The trial court found that the elevator operators were not employees of the general contractor and entered judgment in favor of the general contractor. However, the appellate court determined that the general contractor was a joint employer and allowed the EEOC to pursue claims on behalf of the elevator operators for racial harassment and retaliation against the general contractor. It found the general contractor suggested the rate of pay for the elevator operators, set their hours, and collected timesheets. The general contractor also directed the elevator operators’ daily responsibilities and assignments, provided some training, and could remove them from the jobsite for being incompetent, disorderly, or otherwise unsatisfactory. The appellate court thus found that while the elevator operators were not employed directly, the general contractor supervised and controlled the elevator operators’ day-to-day activities without any oversight by the subcontractor, which satisfied the joint employer test.

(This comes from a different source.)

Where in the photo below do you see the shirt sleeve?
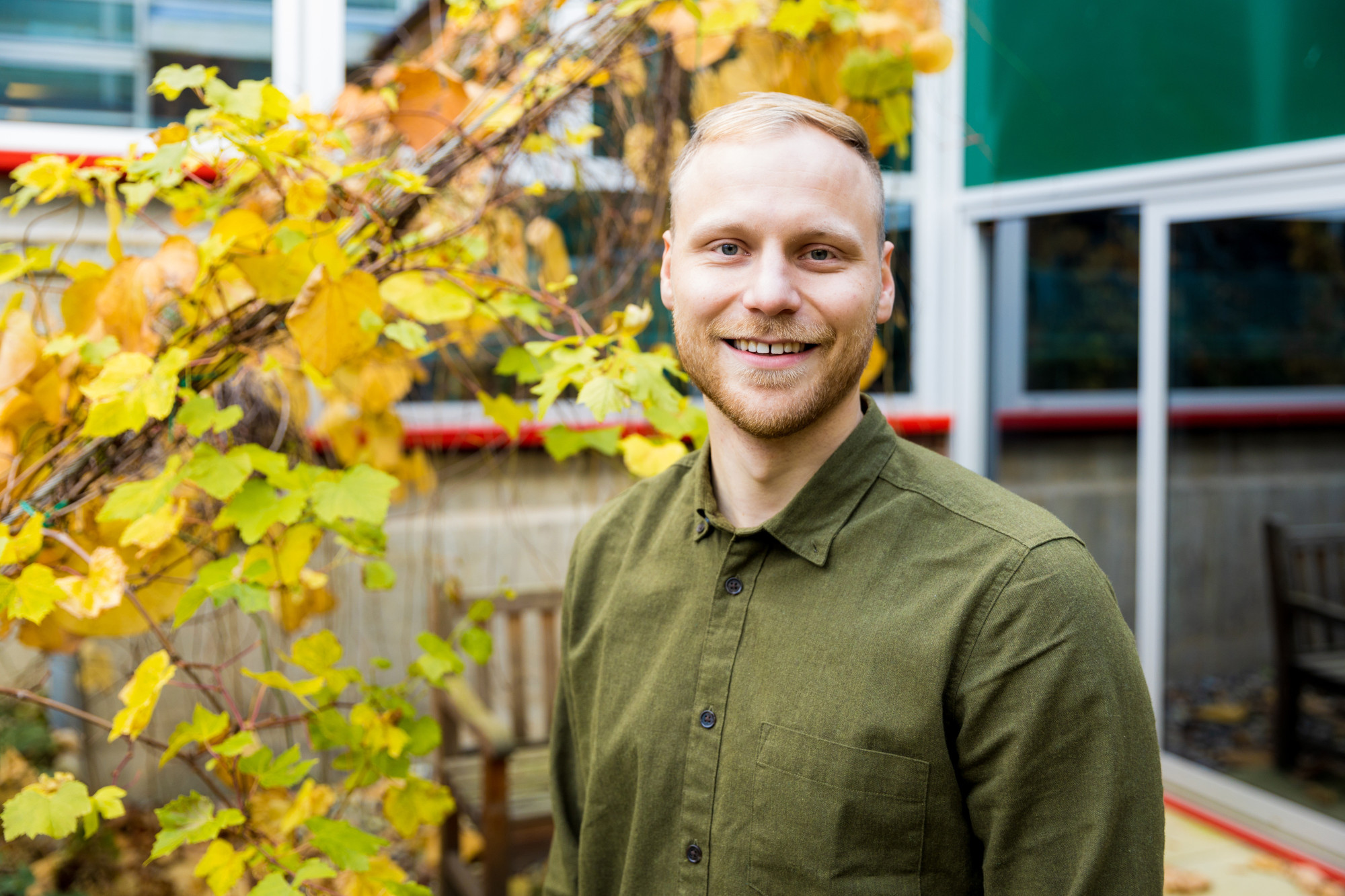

Employers should closely evaluate and be aware of the degree of control they have over other entities’ employees. As illustrated in the recent case, this is particularly important when an employer utilizes subcontractors. In order to determine whether an entity is a joint employer, courts will look to an entity’s ability to hire, fire or discipline employees, affect their compensation and benefits, and direct and supervise their performance. The greater the degree of control an employer has over another entity’s employees, the greater the likelihood that the employer could be held responsible for alleged discrimination as a joint employer. Employers should also ensure that their anti-discrimination policies and complaint procedures contemplate consideration and investigation of all complaints of discrimination, whether the complaint is made by a direct employee or an employee of an entity. This will go a long way toward cutting off potential discrimination claims from individuals that do not
even involve actions taken by the employer.